Terminal nostalgia can be a form of inertia that prevents churches from responding to their new reality. Now that we are on the other side of the pandemic, I want to encourage you not to look back. I actually want to plead with you not to yearn for the way things were. Yes, cling to the relationships and the good memories of church life, but also recognize that so much has changed in three short years. During that time, we’ve made some impressive changes to the way we do church that we might not have gotten around to in another 10 years without the pandemic.
Hybrid worship, online events, electronic giving, virtual Bible study and enhanced website design are just some aspects of our new reality. And while I can appreciate that online worship might not have the same solemn appeal as in-person worship, it is a gateway for seekers, the housebound or even the sluggish to stay connected and engaged in it. Thanks to technology, we can share the Anglican journey with more people than ever before. Those who choose to avoid this engagement opportunity do so at their peril.
So too has the pandemic led to the proliferation of online giving. FaithWorks has seen a five-fold increase in the number of gifts via its website – prompted by either direct mail (traditional) or e-newsletter (recent). While newsprint is still an important way that we stay connected with one important demographic, email and social media allow us to connect with another. As more of our commerce becomes cashless, it is only a matter of time before tap-to-give kiosks replace the offertory plate itself.

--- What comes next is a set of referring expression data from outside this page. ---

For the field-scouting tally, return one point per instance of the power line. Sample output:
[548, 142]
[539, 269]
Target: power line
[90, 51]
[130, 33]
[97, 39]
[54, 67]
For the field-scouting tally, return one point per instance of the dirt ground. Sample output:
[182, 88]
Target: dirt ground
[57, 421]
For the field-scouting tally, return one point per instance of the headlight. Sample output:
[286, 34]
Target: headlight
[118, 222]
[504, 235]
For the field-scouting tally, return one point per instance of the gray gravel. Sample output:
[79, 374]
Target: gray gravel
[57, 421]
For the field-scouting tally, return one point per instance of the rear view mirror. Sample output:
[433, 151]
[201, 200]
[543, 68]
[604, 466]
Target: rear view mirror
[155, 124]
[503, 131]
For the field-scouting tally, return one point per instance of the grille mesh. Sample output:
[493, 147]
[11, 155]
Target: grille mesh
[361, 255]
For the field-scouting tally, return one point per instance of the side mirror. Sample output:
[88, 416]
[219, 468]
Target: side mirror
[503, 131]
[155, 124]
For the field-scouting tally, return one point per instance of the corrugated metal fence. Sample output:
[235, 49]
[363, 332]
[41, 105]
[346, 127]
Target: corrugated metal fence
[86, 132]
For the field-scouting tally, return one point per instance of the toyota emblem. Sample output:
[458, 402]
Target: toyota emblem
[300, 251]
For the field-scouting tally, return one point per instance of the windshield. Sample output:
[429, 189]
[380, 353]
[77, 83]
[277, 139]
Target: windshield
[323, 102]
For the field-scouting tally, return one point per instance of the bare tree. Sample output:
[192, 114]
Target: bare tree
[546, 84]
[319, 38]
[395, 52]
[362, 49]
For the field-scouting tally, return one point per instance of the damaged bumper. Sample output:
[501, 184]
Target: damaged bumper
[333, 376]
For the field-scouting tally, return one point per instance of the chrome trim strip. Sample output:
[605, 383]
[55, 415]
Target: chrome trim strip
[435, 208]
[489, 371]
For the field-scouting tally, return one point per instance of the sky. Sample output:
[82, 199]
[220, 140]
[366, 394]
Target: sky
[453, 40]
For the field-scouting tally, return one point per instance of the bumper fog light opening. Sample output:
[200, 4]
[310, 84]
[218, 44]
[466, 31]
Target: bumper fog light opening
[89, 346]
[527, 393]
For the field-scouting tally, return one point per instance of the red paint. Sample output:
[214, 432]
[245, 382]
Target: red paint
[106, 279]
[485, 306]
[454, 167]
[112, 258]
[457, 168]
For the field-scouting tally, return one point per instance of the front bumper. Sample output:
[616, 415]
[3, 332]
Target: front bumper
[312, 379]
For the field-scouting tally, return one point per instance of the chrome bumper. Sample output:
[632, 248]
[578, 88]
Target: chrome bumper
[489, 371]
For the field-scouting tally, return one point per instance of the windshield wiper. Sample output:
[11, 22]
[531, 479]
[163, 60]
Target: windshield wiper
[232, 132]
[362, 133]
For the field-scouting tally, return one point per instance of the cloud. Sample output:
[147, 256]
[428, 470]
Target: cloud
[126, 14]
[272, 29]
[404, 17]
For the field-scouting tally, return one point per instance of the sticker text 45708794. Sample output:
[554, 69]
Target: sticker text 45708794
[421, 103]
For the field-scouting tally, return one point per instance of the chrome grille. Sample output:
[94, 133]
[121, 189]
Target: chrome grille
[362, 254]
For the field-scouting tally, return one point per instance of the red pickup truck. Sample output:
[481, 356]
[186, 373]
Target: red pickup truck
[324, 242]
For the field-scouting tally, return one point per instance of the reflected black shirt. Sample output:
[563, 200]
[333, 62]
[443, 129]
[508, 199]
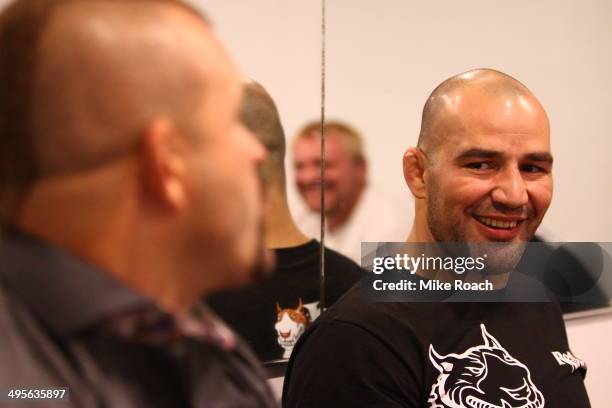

I am heartened by the fact that the Anglican family remained steadfast in its generosity throughout the pandemic. For nearly 20 years with the diocese, I have had a front row seat on acts of generosity, and I never have to doubt that we will rise to any challenge and respond with enthusiasm and energy.
As we emerge from the testing experience of being disconnected from corporate worship, let us cling to those things that undoubtably define us: our music, common prayer, an abiding commitment to social justice and outreach, hospitality and inclusion. Let us also embrace those opportunities to cast the net wider through technology, engagement with young people, new leadership, the welcoming of seekers, and renewed conversations about mission and generosity.
With recent discussions about declining church membership and participation in faith communities, there is a temptation to allow fate to take its course and become a self-fulfilling prophesy. Contraction is taking place, but it need not be the final story. The lessons from the pandemic might be a lifeline that has forced us to innovate in ways that weren’t even on our radar screens. So, while there is pain in transition, there is always hope.